Kedua, Indonesia bukan negara pertama yang memindahkan ibukotanya. Sebagai contoh, Naypyidaw, ibukota baru Myanmar, merupakan kota kosong yang tidak digunakan dan hanya berisikan bangunan baru. Kemudian, Brasilia, ibukota baru Brazil, adalah kota yang memiliki masyarakat yang sangat tersegregasi. Abuja, ibukota baru Nigeria, adalah kota yang mengalami urbanisasi yang sangat cepat tanpa perumahan yang mampu dibayar warganya sehingga menimbulkan perumahan-perumahan kumuh. Lalu, tidak bisa dilupakan, New Delhi yaitu ibukota baru India, adalah kota dengan polusi udara terparah sedunia. Maka dari itu, pemindahan ibukota ke Nusantara juga tidak dapat menjamin bahwa kita tidak akan mengalami nasib yang serupa.

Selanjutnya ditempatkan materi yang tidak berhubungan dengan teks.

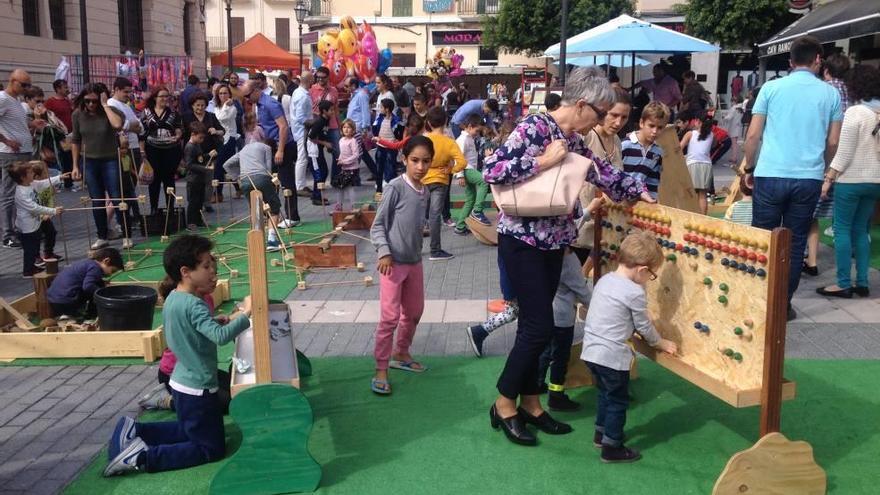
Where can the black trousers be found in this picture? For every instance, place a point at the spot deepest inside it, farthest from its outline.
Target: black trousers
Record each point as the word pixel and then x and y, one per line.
pixel 555 356
pixel 195 199
pixel 534 275
pixel 287 177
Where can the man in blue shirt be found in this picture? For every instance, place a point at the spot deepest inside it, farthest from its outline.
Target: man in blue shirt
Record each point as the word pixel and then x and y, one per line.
pixel 359 112
pixel 270 116
pixel 796 122
pixel 486 109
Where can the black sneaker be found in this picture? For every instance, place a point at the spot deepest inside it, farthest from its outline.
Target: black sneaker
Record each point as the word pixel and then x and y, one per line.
pixel 559 401
pixel 619 454
pixel 476 335
pixel 441 256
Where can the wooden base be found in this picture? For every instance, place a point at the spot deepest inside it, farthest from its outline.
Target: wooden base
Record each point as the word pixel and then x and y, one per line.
pixel 148 344
pixel 773 465
pixel 733 396
pixel 313 255
pixel 486 234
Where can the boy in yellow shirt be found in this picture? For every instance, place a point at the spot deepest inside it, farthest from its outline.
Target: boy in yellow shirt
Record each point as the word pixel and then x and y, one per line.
pixel 448 160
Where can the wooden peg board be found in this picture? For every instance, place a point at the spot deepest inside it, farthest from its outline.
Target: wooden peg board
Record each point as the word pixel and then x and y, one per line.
pixel 711 295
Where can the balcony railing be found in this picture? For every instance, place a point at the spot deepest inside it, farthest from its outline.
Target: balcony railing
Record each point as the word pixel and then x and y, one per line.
pixel 217 44
pixel 478 7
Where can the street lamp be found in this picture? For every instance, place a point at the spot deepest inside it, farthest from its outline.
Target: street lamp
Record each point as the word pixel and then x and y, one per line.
pixel 229 35
pixel 301 10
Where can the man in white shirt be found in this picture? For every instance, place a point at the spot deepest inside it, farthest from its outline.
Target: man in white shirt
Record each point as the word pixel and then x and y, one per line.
pixel 16 144
pixel 300 111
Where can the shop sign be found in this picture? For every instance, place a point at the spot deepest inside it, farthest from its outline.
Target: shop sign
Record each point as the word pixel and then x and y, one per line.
pixel 444 38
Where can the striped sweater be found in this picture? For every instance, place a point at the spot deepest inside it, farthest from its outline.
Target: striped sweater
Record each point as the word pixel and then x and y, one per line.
pixel 645 164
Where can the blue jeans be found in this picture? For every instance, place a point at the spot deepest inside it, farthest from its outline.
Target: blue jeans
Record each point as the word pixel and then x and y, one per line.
pixel 197 437
pixel 386 164
pixel 102 179
pixel 788 203
pixel 612 401
pixel 853 207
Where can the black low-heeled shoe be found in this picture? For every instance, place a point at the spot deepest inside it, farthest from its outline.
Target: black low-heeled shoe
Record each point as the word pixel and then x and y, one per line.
pixel 844 293
pixel 514 428
pixel 546 423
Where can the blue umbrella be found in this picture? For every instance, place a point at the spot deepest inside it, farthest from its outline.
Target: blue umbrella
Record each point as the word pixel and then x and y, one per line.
pixel 639 37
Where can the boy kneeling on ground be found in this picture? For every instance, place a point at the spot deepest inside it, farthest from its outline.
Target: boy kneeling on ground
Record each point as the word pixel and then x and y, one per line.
pixel 197 437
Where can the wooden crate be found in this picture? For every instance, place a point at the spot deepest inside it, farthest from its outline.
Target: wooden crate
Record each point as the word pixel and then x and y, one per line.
pixel 148 344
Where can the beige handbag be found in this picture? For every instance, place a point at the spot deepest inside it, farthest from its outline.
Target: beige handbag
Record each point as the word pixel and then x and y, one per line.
pixel 550 193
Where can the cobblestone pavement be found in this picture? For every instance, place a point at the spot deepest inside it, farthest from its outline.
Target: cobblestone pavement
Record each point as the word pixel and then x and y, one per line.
pixel 54 419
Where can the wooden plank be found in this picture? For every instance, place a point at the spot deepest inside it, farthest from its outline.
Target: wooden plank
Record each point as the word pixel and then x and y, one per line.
pixel 773 465
pixel 676 187
pixel 774 339
pixel 256 243
pixel 312 255
pixel 81 344
pixel 362 220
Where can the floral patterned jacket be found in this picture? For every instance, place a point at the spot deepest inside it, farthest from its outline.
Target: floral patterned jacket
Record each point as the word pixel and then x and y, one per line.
pixel 516 161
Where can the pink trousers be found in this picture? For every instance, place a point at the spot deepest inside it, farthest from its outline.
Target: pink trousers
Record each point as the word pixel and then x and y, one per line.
pixel 401 301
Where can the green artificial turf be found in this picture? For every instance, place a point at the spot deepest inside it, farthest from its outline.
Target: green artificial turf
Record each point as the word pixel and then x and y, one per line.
pixel 824 223
pixel 432 436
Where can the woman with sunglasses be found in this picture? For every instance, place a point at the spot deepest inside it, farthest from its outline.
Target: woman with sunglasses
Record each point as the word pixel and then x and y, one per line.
pixel 160 145
pixel 532 248
pixel 229 113
pixel 95 125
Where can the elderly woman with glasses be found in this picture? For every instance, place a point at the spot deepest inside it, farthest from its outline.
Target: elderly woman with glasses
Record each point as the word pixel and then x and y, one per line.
pixel 532 248
pixel 163 131
pixel 95 125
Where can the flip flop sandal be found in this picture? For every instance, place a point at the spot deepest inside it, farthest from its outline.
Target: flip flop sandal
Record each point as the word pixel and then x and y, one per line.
pixel 407 366
pixel 381 387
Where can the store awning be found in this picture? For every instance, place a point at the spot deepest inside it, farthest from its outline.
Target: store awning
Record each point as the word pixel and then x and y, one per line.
pixel 829 22
pixel 258 52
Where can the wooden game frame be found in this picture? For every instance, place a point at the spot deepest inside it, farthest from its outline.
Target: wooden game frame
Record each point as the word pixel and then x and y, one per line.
pixel 148 344
pixel 773 387
pixel 261 359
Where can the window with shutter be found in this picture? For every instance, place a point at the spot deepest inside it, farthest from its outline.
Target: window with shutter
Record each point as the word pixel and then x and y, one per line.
pixel 30 14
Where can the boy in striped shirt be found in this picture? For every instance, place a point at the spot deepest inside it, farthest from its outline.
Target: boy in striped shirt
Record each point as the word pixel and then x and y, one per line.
pixel 642 156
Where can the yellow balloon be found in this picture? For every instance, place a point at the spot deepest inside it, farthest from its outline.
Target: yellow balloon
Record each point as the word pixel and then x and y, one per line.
pixel 347 41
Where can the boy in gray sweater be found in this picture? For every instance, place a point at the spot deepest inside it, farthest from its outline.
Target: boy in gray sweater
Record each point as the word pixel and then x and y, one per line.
pixel 252 166
pixel 618 308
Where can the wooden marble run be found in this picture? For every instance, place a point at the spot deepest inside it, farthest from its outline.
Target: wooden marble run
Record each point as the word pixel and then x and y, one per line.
pixel 720 295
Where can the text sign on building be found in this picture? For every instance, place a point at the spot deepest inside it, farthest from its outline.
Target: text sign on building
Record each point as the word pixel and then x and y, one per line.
pixel 436 5
pixel 474 37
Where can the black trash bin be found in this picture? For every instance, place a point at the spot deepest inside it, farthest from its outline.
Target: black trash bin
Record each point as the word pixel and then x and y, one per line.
pixel 126 307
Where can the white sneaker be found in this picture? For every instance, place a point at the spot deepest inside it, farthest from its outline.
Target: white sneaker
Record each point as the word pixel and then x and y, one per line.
pixel 287 224
pixel 126 461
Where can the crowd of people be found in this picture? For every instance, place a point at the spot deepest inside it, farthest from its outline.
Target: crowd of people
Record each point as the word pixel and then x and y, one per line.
pixel 108 141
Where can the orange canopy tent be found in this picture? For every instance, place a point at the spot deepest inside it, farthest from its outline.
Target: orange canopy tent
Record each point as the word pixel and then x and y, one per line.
pixel 258 52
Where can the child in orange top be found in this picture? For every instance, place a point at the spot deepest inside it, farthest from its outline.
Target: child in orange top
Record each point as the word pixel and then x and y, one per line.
pixel 448 160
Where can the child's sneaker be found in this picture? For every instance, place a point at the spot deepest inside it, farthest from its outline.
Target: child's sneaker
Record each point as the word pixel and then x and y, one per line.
pixel 441 256
pixel 126 461
pixel 620 453
pixel 123 434
pixel 476 335
pixel 478 216
pixel 559 401
pixel 157 398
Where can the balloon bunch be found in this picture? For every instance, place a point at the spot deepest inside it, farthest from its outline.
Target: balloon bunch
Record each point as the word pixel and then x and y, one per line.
pixel 352 50
pixel 445 63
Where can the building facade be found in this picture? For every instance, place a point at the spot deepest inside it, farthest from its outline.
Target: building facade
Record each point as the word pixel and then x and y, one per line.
pixel 37 33
pixel 413 29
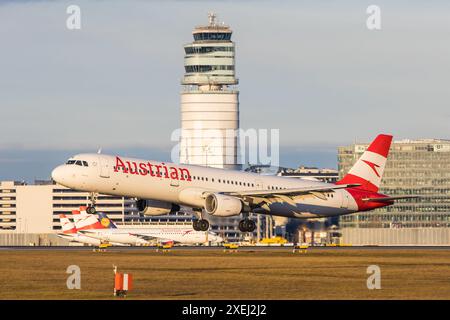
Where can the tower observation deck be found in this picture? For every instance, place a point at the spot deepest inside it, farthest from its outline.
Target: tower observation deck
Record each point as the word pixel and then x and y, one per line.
pixel 210 100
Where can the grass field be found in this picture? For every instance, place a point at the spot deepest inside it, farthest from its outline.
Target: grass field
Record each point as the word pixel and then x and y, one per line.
pixel 213 274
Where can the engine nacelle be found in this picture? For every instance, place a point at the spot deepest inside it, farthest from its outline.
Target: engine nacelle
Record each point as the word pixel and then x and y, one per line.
pixel 222 205
pixel 156 207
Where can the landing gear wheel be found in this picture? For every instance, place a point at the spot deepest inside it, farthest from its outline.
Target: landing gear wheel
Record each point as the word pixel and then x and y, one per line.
pixel 91 210
pixel 251 225
pixel 203 225
pixel 247 225
pixel 195 225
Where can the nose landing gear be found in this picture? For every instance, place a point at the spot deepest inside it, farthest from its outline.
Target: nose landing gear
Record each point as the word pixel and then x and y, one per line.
pixel 247 225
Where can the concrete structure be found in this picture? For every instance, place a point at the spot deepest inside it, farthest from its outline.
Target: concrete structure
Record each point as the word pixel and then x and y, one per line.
pixel 210 110
pixel 396 237
pixel 209 103
pixel 418 167
pixel 35 208
pixel 312 173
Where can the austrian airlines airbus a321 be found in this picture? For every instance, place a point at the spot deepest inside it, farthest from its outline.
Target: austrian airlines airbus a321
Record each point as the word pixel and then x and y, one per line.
pixel 163 187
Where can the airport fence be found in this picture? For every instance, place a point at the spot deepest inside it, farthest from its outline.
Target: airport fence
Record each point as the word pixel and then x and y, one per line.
pixel 396 237
pixel 31 239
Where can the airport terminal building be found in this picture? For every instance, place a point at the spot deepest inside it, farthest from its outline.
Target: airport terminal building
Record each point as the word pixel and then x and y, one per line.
pixel 414 167
pixel 31 211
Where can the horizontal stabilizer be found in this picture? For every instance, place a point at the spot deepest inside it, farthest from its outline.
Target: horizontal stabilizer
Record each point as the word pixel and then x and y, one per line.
pixel 388 199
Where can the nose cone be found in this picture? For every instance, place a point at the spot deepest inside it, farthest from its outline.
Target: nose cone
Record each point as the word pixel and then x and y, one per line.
pixel 58 174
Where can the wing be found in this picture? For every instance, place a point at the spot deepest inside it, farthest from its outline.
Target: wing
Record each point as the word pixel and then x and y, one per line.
pixel 145 236
pixel 262 196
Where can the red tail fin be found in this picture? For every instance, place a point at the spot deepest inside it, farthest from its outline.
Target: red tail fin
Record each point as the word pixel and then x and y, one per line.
pixel 368 170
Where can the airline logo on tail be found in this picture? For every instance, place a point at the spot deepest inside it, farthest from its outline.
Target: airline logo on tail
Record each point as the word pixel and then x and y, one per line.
pixel 105 221
pixel 368 170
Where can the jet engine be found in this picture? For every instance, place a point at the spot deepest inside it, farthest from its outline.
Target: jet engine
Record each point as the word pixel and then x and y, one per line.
pixel 222 205
pixel 156 207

Terakhir, pemindahan ibukota ke Nusantara juga tidak akan mengubah nasib Jakarta saat ini. Warga yang sudah tinggal di Jakarta diperkirakan tidak ingin pindah ke Nusantara sehingga Jakarta masih merupakan kota yang sangat padat dan menyebabkan kelajuannya tenggelam konstan. Ditambah lagi dengan masalah ekonomi yang dialami masyarakat dan tentunya juga negara setelah masa pandemi COVID-19 yang menyebabkan tidak sedikit masyarakat dihentikan dari pekerjaannya dan roda ekonomi menjadi berhenti.
Kesimpulan
Maka dari itu, secara kesimpulan, pemindahan ibukota Indonesia dari Jakarta ke Nusantara akan membuahkan banyak sekali dampak positif yang signifikan bagi kemajuan dan kemakmuran bangsa. Namun, di sisi lain, dampak negatif yang dapat muncul menjadi salah satu hal yang harus kita perhatikan. Oleh sebab itu, hal ini sudah menjadi tanggungjawab kita untuk membawa negara ini menuju kemajuan dengan menyukseskan pemindahan ibukota ini yang akan membuahkan masa depan yang cerah dan maju, bukan malah membawa dampak negatif yang menghambat kita sebagai bangsa dan negara.